In a way, I suppose it's good. This way we save money, and I eat much healthier things than can be found in any restaurant (example: Nyte's parents brought their first crop of asparagus and I thought my eyes would roll to the back of my head permanently, there was so much tasty). I'm doing the calcium and folic acid thing, and one of these days (okay, okay, I'll do it today) I'll fill my prenatal vitamin prescription, and hopefully it won't make me sick (like all the ladies in the office say it will). Monday I have my first specialist appointment, and am properly apprehensive. Not expectant; apprehensive. Bluh. Doctor offices are nerve-wracking enough, but something I'm already feeling weird and disconnected from isn't going to improve my viewpoint. I don't think there will be an ultrasound until at least 12 weeks, but hey, you never know.

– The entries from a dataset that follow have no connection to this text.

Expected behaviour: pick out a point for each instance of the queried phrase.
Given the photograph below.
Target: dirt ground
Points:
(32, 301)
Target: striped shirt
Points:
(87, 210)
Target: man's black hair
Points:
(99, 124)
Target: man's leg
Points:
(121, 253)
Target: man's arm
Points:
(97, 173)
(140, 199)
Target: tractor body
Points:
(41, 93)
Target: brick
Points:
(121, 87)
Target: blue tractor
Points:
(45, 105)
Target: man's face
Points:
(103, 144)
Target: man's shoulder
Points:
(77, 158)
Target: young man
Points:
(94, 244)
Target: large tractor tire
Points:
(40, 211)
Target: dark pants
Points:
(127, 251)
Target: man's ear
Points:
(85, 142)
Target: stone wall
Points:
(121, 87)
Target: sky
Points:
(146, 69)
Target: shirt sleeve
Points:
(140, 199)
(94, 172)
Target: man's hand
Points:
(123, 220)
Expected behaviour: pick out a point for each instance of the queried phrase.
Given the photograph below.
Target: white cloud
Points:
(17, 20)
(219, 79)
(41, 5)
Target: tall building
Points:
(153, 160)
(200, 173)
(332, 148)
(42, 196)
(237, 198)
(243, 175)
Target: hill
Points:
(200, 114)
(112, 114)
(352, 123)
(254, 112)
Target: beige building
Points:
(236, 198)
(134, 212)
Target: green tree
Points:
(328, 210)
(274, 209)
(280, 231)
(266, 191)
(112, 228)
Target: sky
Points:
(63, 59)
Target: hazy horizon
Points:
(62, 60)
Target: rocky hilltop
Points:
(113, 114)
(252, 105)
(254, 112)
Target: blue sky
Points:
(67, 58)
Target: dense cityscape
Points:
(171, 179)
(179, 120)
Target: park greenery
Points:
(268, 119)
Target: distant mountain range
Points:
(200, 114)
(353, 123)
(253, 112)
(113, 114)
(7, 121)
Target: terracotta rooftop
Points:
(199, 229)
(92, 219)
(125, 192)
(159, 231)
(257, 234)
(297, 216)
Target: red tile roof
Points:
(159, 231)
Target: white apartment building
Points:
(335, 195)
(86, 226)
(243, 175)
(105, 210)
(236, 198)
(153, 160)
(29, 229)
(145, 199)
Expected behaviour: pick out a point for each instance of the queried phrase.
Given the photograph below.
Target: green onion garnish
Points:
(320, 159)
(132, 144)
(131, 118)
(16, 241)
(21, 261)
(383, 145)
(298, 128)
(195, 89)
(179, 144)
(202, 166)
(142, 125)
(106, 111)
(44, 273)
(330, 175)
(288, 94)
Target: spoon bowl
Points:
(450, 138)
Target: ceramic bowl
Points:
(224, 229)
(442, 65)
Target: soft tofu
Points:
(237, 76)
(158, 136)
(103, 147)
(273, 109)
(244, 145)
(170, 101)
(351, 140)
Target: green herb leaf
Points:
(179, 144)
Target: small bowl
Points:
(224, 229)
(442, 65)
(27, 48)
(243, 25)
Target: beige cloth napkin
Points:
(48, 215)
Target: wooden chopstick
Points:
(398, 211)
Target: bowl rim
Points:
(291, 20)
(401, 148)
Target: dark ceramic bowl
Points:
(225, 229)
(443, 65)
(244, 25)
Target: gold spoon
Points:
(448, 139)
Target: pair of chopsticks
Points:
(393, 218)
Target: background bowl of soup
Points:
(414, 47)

In other, non-pod-related-news, we're still planning on going to Origins. Turns out that plant shutdown is the week of July 4th, which is the week of Origins, which means I won't have to take any time off if I want to go or try to wander around after work when I'm already exhausted, and while Sunday I might stay home and recuperate, the rest of the week is free. If Nyte has a job by then, Thursday and Friday will be interesting. I'll need to pack my own food, because food court pizza and subs and crap are not going to work; but on the other hand, I have a very good excuse to take my pull-behind suitcase, now.

Friday we went out with friends to a little restaurant, and there they saw me eat a pickle, and OMG SO FUNNY, thought they, and took pictures. HAHAHAH, PREGGERS WANTS PICKLES. STEREOTYPES R FO REALZ, YAYZ.

I humored them as much as I was able, but I will say this - go ahead, chuckle it up, buckos. Your time will come.

Or, well, your girlfriends' times will come. Providing you get girlfriends. And actually get pregnant with them. Eventually. And who will be laughing then? That's right - ME.

If I remember, or find it even remotely funny. You know how it goes.

Please tell me you know how it goes.